Mercedes' seven-times world champion has not won since his record-extending 99th victory in his home British Grand Prix at Silverstone on July 18.
With Red Bull's championship leader Max Verstappen qualifying on pole on Saturday and two Mercedes-powered McLarens ahead of him, Hamilton was not putting much positive spin on the situation.
Silverstone marked the debut of the experimental sprint qualifying format and Monza was the second trial of it but Hamilton struggled at the start.
He dropped four places from second to sixth, recouping one when AlphaTauri's Pierre Gasly crashed and another because team mate Valtteri Bottas, the sprint winner, starts Sunday's race from the back due to engine penalties.
"I was being as aggressive as I could be," he said of his afternoon. "The McLarens are the quickest on the straights, I just couldn't get close enough to then capitalise on the straight line.

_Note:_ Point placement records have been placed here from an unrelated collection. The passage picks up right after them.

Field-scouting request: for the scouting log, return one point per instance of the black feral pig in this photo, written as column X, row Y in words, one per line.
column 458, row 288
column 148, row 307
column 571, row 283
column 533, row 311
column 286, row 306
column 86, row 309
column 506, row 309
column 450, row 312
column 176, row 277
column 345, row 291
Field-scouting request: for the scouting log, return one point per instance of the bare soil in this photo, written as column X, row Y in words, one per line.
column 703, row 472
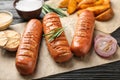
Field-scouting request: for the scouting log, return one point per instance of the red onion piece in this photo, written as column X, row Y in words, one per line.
column 105, row 45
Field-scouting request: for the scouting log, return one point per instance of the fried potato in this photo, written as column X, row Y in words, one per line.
column 98, row 9
column 64, row 3
column 106, row 15
column 83, row 6
column 80, row 11
column 106, row 2
column 78, row 1
column 72, row 6
column 99, row 2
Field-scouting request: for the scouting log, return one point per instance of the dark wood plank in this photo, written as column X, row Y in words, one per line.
column 105, row 72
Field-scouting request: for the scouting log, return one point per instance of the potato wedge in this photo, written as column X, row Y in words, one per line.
column 78, row 1
column 99, row 9
column 63, row 4
column 106, row 2
column 83, row 6
column 9, row 40
column 106, row 15
column 99, row 2
column 80, row 11
column 72, row 6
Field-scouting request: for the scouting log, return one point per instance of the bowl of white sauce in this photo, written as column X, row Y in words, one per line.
column 28, row 9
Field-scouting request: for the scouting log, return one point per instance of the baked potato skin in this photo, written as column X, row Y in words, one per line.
column 106, row 15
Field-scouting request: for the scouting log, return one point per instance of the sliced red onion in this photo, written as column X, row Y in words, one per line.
column 105, row 45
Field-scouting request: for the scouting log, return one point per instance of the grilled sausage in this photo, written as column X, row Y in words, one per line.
column 82, row 39
column 27, row 53
column 59, row 47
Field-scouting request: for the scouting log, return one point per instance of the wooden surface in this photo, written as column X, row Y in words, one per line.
column 105, row 72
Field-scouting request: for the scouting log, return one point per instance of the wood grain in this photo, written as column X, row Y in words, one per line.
column 105, row 72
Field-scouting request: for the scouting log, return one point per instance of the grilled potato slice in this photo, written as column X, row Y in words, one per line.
column 106, row 15
column 72, row 6
column 64, row 3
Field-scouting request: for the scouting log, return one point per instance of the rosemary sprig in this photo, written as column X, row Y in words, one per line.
column 53, row 34
column 46, row 9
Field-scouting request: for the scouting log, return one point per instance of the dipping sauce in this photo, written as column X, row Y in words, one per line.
column 28, row 5
column 5, row 19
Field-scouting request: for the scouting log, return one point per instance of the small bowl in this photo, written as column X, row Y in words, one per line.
column 27, row 15
column 5, row 24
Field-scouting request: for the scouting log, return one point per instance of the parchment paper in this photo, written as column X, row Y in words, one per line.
column 46, row 65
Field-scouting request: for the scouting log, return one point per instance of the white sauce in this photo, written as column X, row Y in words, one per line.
column 29, row 5
column 4, row 18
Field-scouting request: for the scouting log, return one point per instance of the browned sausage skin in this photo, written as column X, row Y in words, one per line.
column 59, row 47
column 82, row 39
column 27, row 53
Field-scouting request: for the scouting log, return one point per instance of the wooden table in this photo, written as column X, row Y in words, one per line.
column 105, row 72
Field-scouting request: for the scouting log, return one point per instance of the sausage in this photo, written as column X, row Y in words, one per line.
column 59, row 47
column 82, row 38
column 27, row 52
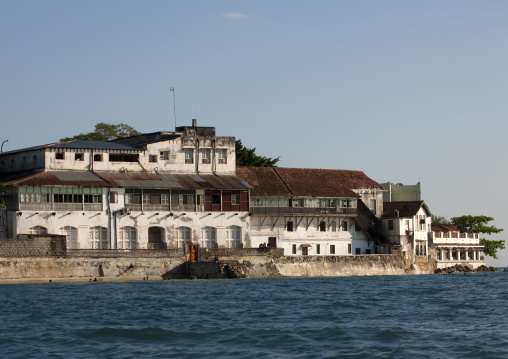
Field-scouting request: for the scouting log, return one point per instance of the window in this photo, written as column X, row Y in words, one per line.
column 372, row 206
column 37, row 230
column 208, row 236
column 113, row 197
column 189, row 155
column 222, row 155
column 233, row 237
column 205, row 156
column 97, row 238
column 127, row 238
column 71, row 234
column 122, row 157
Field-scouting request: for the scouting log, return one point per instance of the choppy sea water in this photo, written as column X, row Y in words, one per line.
column 432, row 316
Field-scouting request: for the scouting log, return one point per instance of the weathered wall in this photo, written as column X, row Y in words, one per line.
column 85, row 267
column 35, row 245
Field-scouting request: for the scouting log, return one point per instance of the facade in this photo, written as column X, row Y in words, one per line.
column 313, row 212
column 408, row 224
column 453, row 247
column 401, row 193
column 153, row 191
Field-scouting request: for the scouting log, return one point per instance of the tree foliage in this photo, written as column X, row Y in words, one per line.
column 247, row 157
column 478, row 224
column 105, row 132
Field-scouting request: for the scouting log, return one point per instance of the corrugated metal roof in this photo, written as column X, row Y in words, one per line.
column 98, row 145
column 76, row 176
column 132, row 180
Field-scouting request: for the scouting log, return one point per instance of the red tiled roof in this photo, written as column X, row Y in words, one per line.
column 308, row 182
column 440, row 227
column 406, row 209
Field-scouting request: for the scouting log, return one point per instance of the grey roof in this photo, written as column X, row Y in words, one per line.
column 99, row 145
column 76, row 176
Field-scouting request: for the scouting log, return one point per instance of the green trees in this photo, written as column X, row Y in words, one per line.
column 105, row 132
column 478, row 224
column 247, row 157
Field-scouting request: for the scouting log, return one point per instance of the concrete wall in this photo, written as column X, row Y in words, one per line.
column 33, row 246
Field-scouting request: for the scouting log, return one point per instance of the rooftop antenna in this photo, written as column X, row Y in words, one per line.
column 172, row 89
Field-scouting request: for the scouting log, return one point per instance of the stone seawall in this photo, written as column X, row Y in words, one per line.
column 46, row 257
column 85, row 267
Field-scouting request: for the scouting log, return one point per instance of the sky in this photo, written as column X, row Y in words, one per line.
column 405, row 91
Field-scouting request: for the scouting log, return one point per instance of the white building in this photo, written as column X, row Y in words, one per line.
column 408, row 224
column 157, row 190
column 313, row 212
column 453, row 247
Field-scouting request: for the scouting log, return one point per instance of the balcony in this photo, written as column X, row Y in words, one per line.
column 302, row 211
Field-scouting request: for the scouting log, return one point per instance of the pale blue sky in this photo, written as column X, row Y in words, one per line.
column 405, row 91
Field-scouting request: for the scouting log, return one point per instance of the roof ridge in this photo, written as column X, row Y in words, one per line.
column 283, row 181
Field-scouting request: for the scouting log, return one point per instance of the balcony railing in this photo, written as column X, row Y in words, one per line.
column 51, row 206
column 302, row 211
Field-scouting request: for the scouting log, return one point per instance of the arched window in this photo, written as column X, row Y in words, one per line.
column 182, row 236
column 38, row 230
column 209, row 237
column 234, row 237
column 97, row 238
column 127, row 238
column 72, row 236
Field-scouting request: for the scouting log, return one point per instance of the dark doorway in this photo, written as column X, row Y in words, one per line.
column 155, row 240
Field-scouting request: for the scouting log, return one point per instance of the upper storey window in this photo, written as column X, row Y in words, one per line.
column 189, row 155
column 205, row 156
column 164, row 155
column 222, row 154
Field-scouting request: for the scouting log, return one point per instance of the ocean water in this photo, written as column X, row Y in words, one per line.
column 427, row 316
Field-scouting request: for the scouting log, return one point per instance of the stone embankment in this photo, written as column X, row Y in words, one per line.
column 47, row 258
column 464, row 268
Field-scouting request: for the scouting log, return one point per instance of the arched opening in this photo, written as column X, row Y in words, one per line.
column 38, row 230
column 234, row 237
column 155, row 238
column 127, row 238
column 182, row 236
column 97, row 238
column 71, row 233
column 209, row 237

"They were just as fast in straights, if not faster.
"The start was just... broke away traction. Subtle. Like two millimetres too deep with the clutch pedal and wheelspin. That's it."
Asked whether there might be 'some sort of curse' on getting to his 100th, Hamilton said he was not a believer in such things.
"Tomorrow is highly unlikely but not impossible that we can get the win. I'll of course be working as hard as I can to try. I think it's damage limitation at the moment.
"It generally should be a relatively easy race for Max unless I can get past the two McLarens early on and then challenge him."
Verstappen's second place finish in the sprint meant he secured two championship points, sending the Dutch 23-year-old five points clear of Hamilton with every chance of taking the lead into double figures on Sunday.